Chase and Council Grove Aquifer. The Chase and Council Grove Aquifer is an important water source in the Osage Plains, with well yields ranging from 10 to 200 gpm. The water quality generally is suitable for most uses; however, local sulfate concentrations can be high, especially in samples taken in the western part of the aquifer. (Figure 4)
Douglas Aquifer. The Douglas Aquifer is small but an important source where the sandstone formation is exposed. The aquifer generally is unconfined, and wells yield from 10 to 100 gpm. The water quality is suitable for most uses, although some wells produce water with high fluoride concentrations.
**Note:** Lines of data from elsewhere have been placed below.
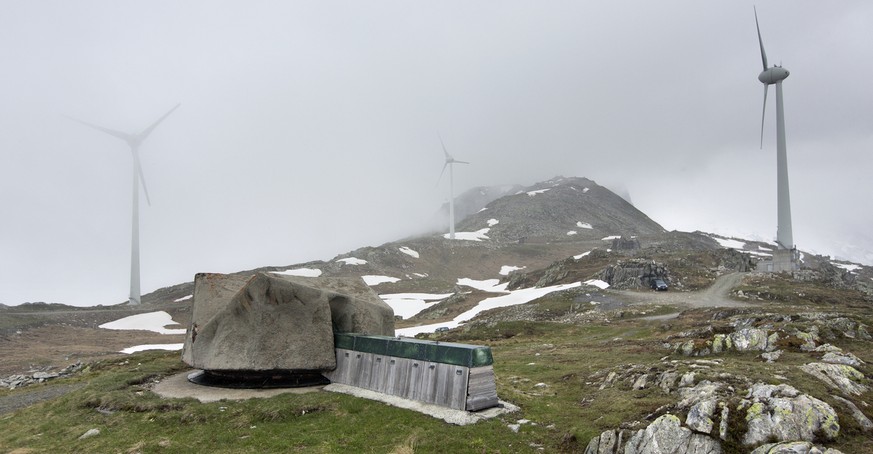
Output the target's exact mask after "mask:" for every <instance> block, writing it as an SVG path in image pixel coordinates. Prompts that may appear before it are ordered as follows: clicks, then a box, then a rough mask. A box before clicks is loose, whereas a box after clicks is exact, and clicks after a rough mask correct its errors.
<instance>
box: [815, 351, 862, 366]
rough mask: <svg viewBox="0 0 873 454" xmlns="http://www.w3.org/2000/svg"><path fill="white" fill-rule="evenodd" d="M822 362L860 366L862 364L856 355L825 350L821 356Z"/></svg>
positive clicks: (848, 365) (845, 364)
mask: <svg viewBox="0 0 873 454" xmlns="http://www.w3.org/2000/svg"><path fill="white" fill-rule="evenodd" d="M821 360H822V362H824V363H830V364H845V365H846V366H852V367H860V366H861V364H864V362H863V361H861V360H860V359H858V357H857V356H855V355H853V354H851V353H840V352H827V353H825V354H824V356H822V358H821Z"/></svg>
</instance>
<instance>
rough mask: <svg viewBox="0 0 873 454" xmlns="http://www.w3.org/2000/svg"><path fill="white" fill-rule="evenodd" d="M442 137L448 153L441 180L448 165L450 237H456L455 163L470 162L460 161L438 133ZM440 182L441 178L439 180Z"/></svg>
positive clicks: (439, 136)
mask: <svg viewBox="0 0 873 454" xmlns="http://www.w3.org/2000/svg"><path fill="white" fill-rule="evenodd" d="M437 135H438V136H439V138H440V145H442V146H443V153H444V154H445V155H446V163H445V164H444V165H443V171H442V172H440V178H439V179H440V180H442V179H443V174H444V173H446V167H448V168H449V238H450V239H452V240H454V239H455V171H454V165H455V164H469V162H466V161H458V160H457V159H455V158H453V157H452V155H450V154H449V152H448V151H446V144H445V143H443V137H442V136H441V135H440V134H439V133H437ZM437 184H439V180H437Z"/></svg>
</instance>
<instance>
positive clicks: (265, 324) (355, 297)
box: [182, 273, 394, 371]
mask: <svg viewBox="0 0 873 454" xmlns="http://www.w3.org/2000/svg"><path fill="white" fill-rule="evenodd" d="M358 281H359V280H358V279H340V278H298V277H290V276H281V275H276V274H272V273H269V274H268V273H258V274H256V275H254V276H251V277H249V278H244V277H240V276H233V275H222V274H205V273H202V274H198V275H197V276H196V277H195V281H194V303H193V304H194V309H193V314H192V324H191V327H189V329H188V333H187V337H186V339H185V345H184V347H183V350H182V360H183V361H185V362H186V363H187V364H189V365H190V366H192V367H196V368H198V369H204V370H213V371H272V370H331V369H334V368H335V367H336V356H335V353H334V344H333V333H334V332H357V333H365V334H382V335H385V334H387V335H393V334H394V313H393V311H392V310H391V307H390V306H388V305H387V304H385V303H384V302H383V301H382V300H381V299H379V297H378V296H376V295H375V294H374V293H373V291H372V290H371V289H370V288H369V287H368V286H366V284H365V283H364V282H363V281H360V282H358Z"/></svg>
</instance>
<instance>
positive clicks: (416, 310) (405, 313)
mask: <svg viewBox="0 0 873 454" xmlns="http://www.w3.org/2000/svg"><path fill="white" fill-rule="evenodd" d="M450 296H452V293H439V294H432V293H391V294H385V295H379V298H382V301H385V303H387V304H388V305H389V306H391V309H394V315H399V316H401V317H403V318H409V317H412V316H414V315H416V314H418V313H419V312H421V311H423V310H425V309H427V307H428V306H430V305H432V304H434V303H435V302H437V301H440V300H444V299H446V298H448V297H450Z"/></svg>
As in the case of the Chase and Council Grove Aquifer, the water in western areas is not used because of high mineral content.
Ozark Aquifer. The Ozark Aquifer is the major source of groundwater in extreme southeast Kansas. This confined aquifer consists of weathered and sandy dolomites. Dolomite is a kind of sedimentary rock, much like limestone but rich in magnesium carbonate. At the shallowest point, the top of the formation in Kansas is 300 feet below land surface. Wells yield from 30 to 500 gpm, and the water is suitable for most uses.
(Adapted from Bevans, Hugh E., Timothy B. Spruill and Joan F. Kenny. “Kansas Ground- Water Resources.” U.S. Geological Survey. National Water Summary. pp 217-222 Water Supply Paper 2275. 1984.)